By this point I always feel thoroughly annoyed but I am glued to this same intellectual train wreck, as always, unable to look away.
In order to confront the great injustices of this world, we must first root ourselves in satyagraha, or, truth firmness. That is, in order to move outwards to change the world we must first know what we ourselves believe. Know thyself, as Socrates famously (did not) say. Or, know the thing you believe, the thing that is higher than yourself.
The second step in Alcoholics Anonymous is to believe in a power greater than yourself. Why is this essential? Because, if there is no God greater than the mewling self, there is nothing other than the satisfaction of desire. Why is this bad, you may ask? Anybody that has ever struggled against addiction, or any uncontrollable self-destructive urge, will know why you must accept something greater than your own desire if you are to overcome it.
What about those that struggle with darker drives? Those Colombian paramilitary soldiers that rape and kill, who played soccer with a man's head? How do you tell them not to do what they desire? Or, even worse, how do you tell them that what they think is right is actually wrong?
You have three options.
- Kill them
- Incarcerate them (prevent them from crime by threat of force)
- Convert them
How bad does conversion look now, stacked up against its options? Some may argue that it is impossible to convert a murderer, but I do not believe that is the case, as I will address further down.
When we use the word "injustice", we refer to a state of affairs that is out of harmony, that is dissonant, with a perfect world. This is what, throughout history, people have referred to as "evil." For most, evil conjures up a comic book villain, fully destructible, and fully mythological. This is the notion known as Manicheanism. To the Christian, evil is a force derivative of good. There is no absolute evil, only good that has strayed from it's original, created nature. Satan himself was once the morning star, the lightbearer. Therefore, justice resembles healing rather than destruction. We all have strayed from the path of justice and it takes hard work to return. Or, as Martin Luther King puts it, "...the method of non-violence is based on the conviction that the universe is on the side of justice."
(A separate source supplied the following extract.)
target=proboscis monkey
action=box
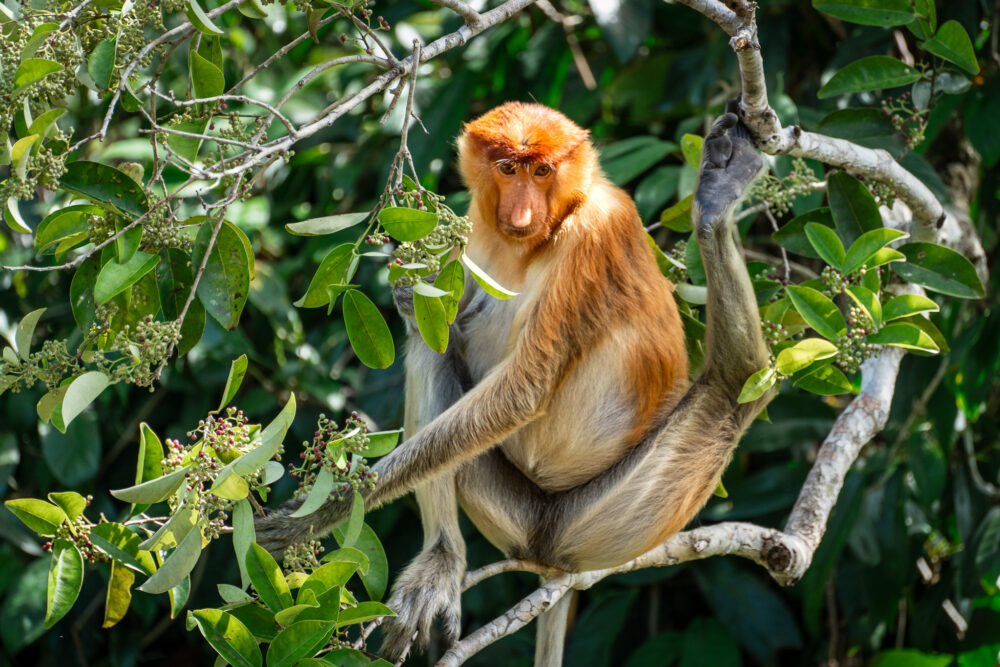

On the other hand, lack of conviction will never change the world.
Some find the use of the word "evil" jarring. I believe that we can only root ourselves in goodness when we know what injustice and evil are, but in order to understand evil in a spirit of peace and nonviolence, we must leave behind Manicheanism and understand that no person is fully evil, and all people are originally, inherently good.
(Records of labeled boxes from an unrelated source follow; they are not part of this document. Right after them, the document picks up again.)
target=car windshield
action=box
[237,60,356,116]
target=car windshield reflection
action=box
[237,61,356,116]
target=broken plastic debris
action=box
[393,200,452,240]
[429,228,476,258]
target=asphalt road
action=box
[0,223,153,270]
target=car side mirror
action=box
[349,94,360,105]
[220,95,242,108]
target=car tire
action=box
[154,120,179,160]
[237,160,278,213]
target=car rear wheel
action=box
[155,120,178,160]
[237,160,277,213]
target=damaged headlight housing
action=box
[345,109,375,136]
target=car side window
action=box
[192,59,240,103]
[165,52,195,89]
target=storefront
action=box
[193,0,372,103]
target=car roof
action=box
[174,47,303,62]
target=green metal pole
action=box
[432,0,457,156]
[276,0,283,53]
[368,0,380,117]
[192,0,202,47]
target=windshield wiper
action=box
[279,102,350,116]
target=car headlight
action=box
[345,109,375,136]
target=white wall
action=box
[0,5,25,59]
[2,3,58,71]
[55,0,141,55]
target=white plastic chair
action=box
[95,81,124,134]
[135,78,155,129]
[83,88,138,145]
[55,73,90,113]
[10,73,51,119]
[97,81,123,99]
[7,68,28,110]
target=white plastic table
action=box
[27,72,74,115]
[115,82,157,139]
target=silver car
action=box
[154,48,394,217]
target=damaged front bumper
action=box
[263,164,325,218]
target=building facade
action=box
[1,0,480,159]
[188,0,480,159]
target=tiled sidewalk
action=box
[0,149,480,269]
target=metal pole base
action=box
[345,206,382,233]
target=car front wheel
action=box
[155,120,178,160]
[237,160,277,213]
Of course, there are many cultures, with many different beliefs. Good and evil must be parsed within the context of cultures and traditions. Many people, when they hear I am a Christian imagine I am asserting some large body of beliefs that are hidden inside my words like the evils inside Pandora's Box. Generally, we live in a culture of religious and biblical illiteracy, for the religious and not. What that means is that people in America think they understand the Bible, but they lack even the most basic facts about what it contains.
But one thing I will assert, is that I don't believe in nihilists. We all have values, whether we value non-judgmentalism or being well-fed and getting plenty of sleep, these are the values that motor our decisions. If someone locks up a nihilist for no good reason or kills his or her parents, he or she will quickly gain a sense of right and wrong, and from that basis, will quickly move to condemn the actions of his or her persecutors. And most would actually march to war over the murder of a parent, the ultimate loss of relativism.
Nihilism is either the product of a privileged culture that has not experienced real injustice, or it is the result of a long personal narrative of deep struggle with such personal injustice that the person in question has lost hope in any kind of justice whatsoever.
Finally, to confront every Christian with the Crusades would be the equivalent of confronting every person who believed in evolution with the social Darwinism derived from the now discredited anthropological eugenics that drove Hitler to exterminate Jews and Gypsies.
In order to condemn the Crusades you must first believe in good, evil, justice, and injustice. I condemn the Crusades as evil from the Christian framework of good and evil. Tell me, why do you condemn the Crusades?